In summer 1960, she appeared in "The Unfamiliar," an episode of Producer's Choice, and she was cast as Julie in the episode "Stopover" of David McLean's western series Tate. In 1960 and again in 1962, she was cast in the episodes "Once Around the Circuit" and "Build My Gallows Low", respectively, on the ABC series Adventures in Paradise, with Gardner McKay. During the early 1960s she also appeared in one episode each of Bonanza and Combat!, both under director Robert Altman.

Later years

After Garner's film career ended, she ventured into stage acting and had some success but also worked as a real estate agent and fleet car executive between acting jobs in order to support herself. After a decade away from work in feature films, she appeared as the pregnant aunt in the critically acclaimed film, A Wedding, directed by Robert Altman, whom she had worked with on television in the early 1960s.
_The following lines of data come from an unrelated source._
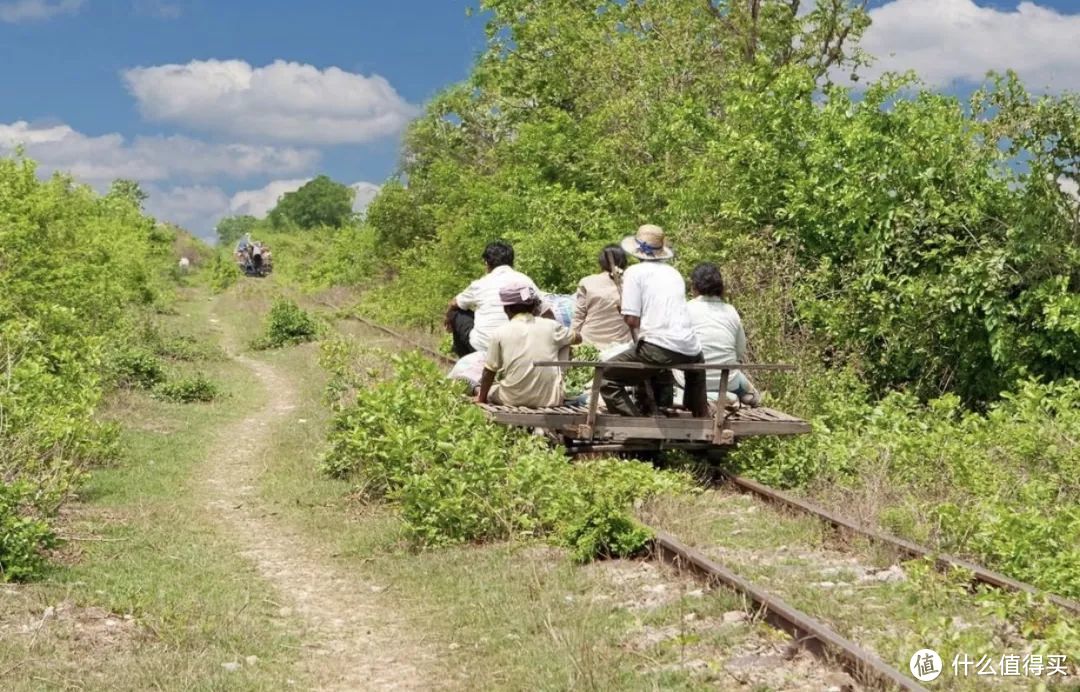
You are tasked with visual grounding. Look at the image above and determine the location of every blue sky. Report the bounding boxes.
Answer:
[0,0,1080,235]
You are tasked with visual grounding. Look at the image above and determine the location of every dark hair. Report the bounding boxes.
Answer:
[502,299,540,317]
[690,262,724,298]
[482,241,514,269]
[600,245,626,271]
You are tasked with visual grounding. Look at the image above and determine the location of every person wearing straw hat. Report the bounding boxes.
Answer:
[600,223,708,416]
[476,281,581,408]
[443,241,539,356]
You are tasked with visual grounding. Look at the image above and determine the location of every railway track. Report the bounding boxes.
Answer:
[345,316,1080,690]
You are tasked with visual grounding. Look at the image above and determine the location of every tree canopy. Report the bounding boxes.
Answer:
[267,175,355,230]
[368,0,1080,404]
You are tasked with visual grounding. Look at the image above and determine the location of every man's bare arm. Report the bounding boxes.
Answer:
[476,368,495,404]
[443,298,459,331]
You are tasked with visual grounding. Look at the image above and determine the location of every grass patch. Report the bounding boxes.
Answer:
[0,291,298,690]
Her final screen performance was a small part in a made-for-television feature This Year's Blonde.

Personal life and death

Garner married singer/game show host Richard Hayes on February 22, 1951; the couple divorced in 1953. She then married actor Albert Salmi on May 16, 1956; they divorced on March 13, 1963. Garner's final marriage was to Kenyon Foster Brown. After a few years, that marriage also ended in divorce.
In 1984, at age 52, Garner died from pancreatic cancer in the Motion Picture & Television Country House and Hospital in Los Angeles. Her only child, Catherine Ann Salmi, died of heart disease on May 17th 1995. She was only 38 years old. Peggy's mother, Virginia, outlived both her only child and only grandchild.